Jayapura, Jubi – Ketua Majelis Perwakilan Mahasiswa Universitas Cenderawasih, Abniel Doo meminta Kepolisian Resor Kota Jayapura Kota segera membebaskan tujuh mahasiswa yang ditangkap dalam pembubaran demonstrasi menolak Konferensi Tingkat Tinggi atau KTT G20 di Kota Jayapura pada Rabu (16/11/2022). Doo menyatakan demonstrasi mahasiswa dari berbagai kampus itu ricuh justru karena polisi menembakkan gas air mata saat massa melakukan waita.
Pada Rabu siang, polisi menangkap tujuh orang mahasiswa yang sedang mengikuti demontrasi menolak KTT G20 di Kampus Universitas Cenderawasih (Uncen) Abepura di Kota Jayapura. Ketujuh mahasiswa yang ditangkap polisi itu adalah Gerson Pigai, Yabet Lukas Degei, Habel Rupus Pauwok, Kamus Bayage, Ayus Heluka, Lukas Gane, dan Tinus Heluka.
Abniel Doo demonstrasi mahasiswa berbagai kampus di Kampus Uncen Abepura itu justru menjadi ricuh karena polisi melepaskan tembakan peringatan dan menembakkan gas air mata. Padahal, saat itu sebagian mahasiswa tengah duduk, dan sebagian mahasiswa lainnya tengah melakukan waita (lari berkeliling secara massal hingga membentuk pusaran arus manusia yang melingkar cepat).
“Tadi kami duduk melakukan orasi di depan Kampus Universitas Cendrawasih, sambil melakukan tradisi waita. Namun polisi mengeluarkan tembakan gas air mata ke massa aksi, massa menjadi kacau.
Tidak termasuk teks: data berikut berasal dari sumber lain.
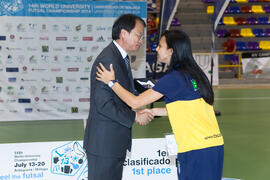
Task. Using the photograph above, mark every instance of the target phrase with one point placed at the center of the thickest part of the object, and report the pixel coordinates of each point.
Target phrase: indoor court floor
(244, 123)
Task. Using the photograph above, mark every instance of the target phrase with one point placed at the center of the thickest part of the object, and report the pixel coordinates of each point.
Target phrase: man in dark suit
(108, 130)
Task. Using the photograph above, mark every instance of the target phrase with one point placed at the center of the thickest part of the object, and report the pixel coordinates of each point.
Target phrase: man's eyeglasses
(139, 36)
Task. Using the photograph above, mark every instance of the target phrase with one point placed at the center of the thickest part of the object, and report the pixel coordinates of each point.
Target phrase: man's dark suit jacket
(108, 129)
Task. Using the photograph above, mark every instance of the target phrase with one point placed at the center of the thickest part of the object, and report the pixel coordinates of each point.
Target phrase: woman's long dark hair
(182, 60)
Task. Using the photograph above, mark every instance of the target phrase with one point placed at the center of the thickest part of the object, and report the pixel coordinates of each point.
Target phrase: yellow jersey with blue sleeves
(193, 120)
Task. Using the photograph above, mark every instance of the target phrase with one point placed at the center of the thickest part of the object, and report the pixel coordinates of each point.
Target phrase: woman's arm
(133, 101)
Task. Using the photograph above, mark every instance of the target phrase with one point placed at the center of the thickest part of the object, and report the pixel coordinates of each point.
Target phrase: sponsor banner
(45, 62)
(148, 160)
(258, 66)
(60, 8)
(157, 70)
(67, 160)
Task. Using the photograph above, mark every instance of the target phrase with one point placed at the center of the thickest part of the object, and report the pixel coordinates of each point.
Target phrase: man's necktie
(127, 62)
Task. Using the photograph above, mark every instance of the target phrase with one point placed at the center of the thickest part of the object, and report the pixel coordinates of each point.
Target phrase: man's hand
(143, 117)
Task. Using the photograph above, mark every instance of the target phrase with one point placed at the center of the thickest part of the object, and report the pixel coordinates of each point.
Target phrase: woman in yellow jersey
(189, 97)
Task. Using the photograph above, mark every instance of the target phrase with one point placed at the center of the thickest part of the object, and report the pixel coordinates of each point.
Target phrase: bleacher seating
(264, 45)
(258, 32)
(246, 9)
(245, 20)
(235, 33)
(246, 32)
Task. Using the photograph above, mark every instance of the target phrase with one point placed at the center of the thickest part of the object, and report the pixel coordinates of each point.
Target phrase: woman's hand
(104, 75)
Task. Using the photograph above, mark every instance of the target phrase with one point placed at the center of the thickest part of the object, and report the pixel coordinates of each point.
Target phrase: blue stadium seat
(253, 45)
(241, 46)
(263, 20)
(234, 10)
(221, 33)
(252, 21)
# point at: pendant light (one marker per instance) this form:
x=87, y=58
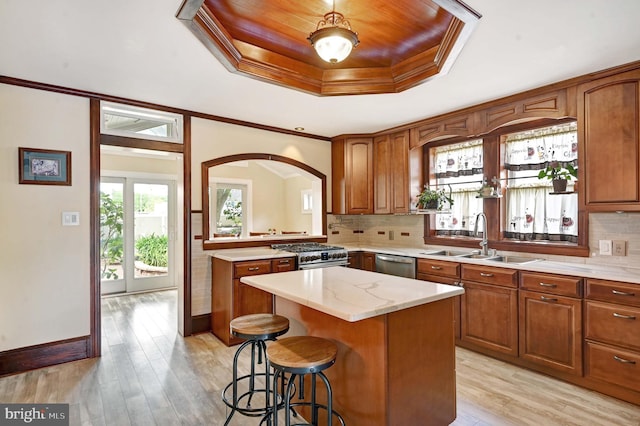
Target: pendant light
x=333, y=38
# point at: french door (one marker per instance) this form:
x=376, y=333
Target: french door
x=136, y=234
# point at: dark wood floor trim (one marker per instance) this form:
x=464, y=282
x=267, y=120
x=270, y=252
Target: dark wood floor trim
x=201, y=323
x=38, y=356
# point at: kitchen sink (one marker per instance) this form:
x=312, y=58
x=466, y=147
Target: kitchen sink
x=479, y=256
x=513, y=259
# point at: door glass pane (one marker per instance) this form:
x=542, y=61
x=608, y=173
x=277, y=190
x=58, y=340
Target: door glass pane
x=111, y=231
x=151, y=234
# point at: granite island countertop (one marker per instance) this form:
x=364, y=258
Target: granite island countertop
x=351, y=294
x=612, y=273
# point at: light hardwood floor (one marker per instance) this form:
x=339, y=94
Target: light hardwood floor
x=149, y=375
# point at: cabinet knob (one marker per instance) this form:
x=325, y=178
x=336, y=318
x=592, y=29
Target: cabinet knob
x=622, y=293
x=617, y=315
x=622, y=360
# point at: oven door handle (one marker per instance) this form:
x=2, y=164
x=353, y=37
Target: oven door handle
x=322, y=265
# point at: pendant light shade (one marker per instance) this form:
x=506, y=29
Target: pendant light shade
x=333, y=38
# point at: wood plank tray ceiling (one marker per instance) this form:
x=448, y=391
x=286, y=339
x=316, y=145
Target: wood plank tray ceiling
x=402, y=42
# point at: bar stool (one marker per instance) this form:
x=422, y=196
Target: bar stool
x=256, y=329
x=298, y=356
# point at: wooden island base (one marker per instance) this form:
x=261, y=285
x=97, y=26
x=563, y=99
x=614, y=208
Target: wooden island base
x=393, y=369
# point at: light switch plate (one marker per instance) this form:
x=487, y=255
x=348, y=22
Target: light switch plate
x=619, y=248
x=70, y=218
x=605, y=247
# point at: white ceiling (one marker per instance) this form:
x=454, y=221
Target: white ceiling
x=137, y=49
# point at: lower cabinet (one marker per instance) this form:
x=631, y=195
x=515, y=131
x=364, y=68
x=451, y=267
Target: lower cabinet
x=231, y=298
x=354, y=259
x=368, y=261
x=364, y=260
x=551, y=321
x=443, y=272
x=612, y=337
x=489, y=310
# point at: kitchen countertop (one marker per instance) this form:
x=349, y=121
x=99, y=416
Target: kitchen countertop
x=613, y=273
x=249, y=253
x=351, y=294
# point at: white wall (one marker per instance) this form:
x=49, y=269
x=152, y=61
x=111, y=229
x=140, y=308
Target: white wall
x=212, y=139
x=44, y=267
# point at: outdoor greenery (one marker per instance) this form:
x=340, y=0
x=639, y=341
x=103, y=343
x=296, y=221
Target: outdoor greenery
x=230, y=209
x=152, y=250
x=111, y=246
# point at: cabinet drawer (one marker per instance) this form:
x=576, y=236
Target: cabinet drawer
x=613, y=365
x=437, y=267
x=490, y=275
x=552, y=284
x=615, y=292
x=615, y=324
x=283, y=265
x=244, y=269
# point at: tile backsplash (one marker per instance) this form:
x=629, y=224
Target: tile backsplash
x=407, y=231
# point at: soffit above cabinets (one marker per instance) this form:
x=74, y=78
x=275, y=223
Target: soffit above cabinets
x=402, y=43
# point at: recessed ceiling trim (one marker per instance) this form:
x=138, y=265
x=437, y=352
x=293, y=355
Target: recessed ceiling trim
x=266, y=64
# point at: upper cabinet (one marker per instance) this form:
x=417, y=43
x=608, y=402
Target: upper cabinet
x=547, y=105
x=378, y=175
x=397, y=173
x=352, y=175
x=609, y=133
x=437, y=129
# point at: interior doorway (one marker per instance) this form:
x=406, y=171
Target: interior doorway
x=137, y=234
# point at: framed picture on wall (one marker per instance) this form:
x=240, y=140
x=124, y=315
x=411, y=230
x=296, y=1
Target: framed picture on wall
x=44, y=166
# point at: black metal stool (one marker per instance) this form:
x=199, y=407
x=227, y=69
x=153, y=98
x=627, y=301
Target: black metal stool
x=298, y=356
x=257, y=329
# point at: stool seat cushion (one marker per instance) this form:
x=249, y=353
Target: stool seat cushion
x=302, y=352
x=259, y=325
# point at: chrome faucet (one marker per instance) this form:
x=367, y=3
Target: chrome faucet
x=484, y=244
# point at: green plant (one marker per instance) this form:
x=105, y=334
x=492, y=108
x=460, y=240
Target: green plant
x=152, y=250
x=434, y=198
x=556, y=171
x=111, y=248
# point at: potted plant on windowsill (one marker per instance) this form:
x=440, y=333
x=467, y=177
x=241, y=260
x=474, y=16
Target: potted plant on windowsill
x=559, y=175
x=434, y=199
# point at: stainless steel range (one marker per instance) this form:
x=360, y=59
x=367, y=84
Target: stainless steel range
x=314, y=255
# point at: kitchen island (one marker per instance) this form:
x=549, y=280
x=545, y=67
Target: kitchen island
x=395, y=337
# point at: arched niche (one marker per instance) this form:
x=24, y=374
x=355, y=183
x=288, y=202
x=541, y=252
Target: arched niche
x=271, y=195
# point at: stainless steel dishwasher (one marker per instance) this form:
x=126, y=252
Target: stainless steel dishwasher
x=402, y=266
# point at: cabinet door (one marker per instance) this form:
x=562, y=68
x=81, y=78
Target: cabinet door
x=609, y=130
x=457, y=300
x=382, y=174
x=250, y=300
x=355, y=259
x=359, y=176
x=551, y=331
x=490, y=317
x=391, y=173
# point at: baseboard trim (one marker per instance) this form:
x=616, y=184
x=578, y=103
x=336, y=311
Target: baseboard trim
x=201, y=323
x=38, y=356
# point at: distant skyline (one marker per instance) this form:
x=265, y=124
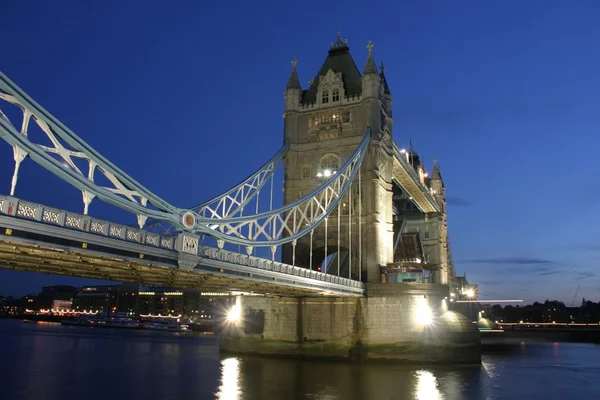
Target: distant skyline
x=188, y=101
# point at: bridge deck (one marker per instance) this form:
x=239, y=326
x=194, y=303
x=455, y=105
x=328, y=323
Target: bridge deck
x=29, y=245
x=407, y=178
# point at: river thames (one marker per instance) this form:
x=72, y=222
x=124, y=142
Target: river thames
x=53, y=362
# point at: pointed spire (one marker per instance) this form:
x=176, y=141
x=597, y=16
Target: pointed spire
x=294, y=82
x=437, y=173
x=370, y=66
x=339, y=43
x=386, y=88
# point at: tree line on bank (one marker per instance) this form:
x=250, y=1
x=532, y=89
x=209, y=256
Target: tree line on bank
x=548, y=311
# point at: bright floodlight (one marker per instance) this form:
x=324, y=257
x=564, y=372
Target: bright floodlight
x=234, y=314
x=424, y=315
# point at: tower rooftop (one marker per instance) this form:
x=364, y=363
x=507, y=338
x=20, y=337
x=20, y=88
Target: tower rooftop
x=338, y=60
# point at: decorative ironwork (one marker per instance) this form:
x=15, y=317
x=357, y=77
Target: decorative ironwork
x=190, y=245
x=97, y=227
x=51, y=216
x=152, y=239
x=24, y=210
x=73, y=222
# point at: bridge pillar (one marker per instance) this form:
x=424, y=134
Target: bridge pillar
x=324, y=124
x=403, y=322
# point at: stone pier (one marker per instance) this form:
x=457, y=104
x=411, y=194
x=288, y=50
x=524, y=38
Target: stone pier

Polisi juga terkena lemparan dari mahasiswa, alasan mahasiswa karena mahasiswa juga terkena gas air mata pada saat aksi tersebut,” kata Doo saat dihubungi melalui panggilan telepon pada Rabu.
Doo mengatakan jika polisi tidak melepaskan gas air mata, massa tidak akan terpancing menyerang polisi. “[Jika tidak ada gas air mata], keributan itu sebenarnya tidak terjadi. Kami juga bisa menyampaikan aspirasi dengan baik ke Kantor DPR Papua. Pihak kepolisian bisa mengantar kami ke DPR Papua untuk menyampaikan aspirasi masyarakat dan mahasiswa Papua,” katanya.
Sebelumnya, Kepala Kepolisian Resor Kota Jayapura Kota, AKBP Victor Dean Mackbon mengatakan demonstrasi menolak KTT G20 dibubarkan polisi karena massa demonstrasi itu keluar dari kampus dan menyerang polisi. Hal itu dinyatakan Mackbon di halaman Kampus Universitas Cenderawasih, Abepura, Kota Jayapura, Rabu (16/11/2022).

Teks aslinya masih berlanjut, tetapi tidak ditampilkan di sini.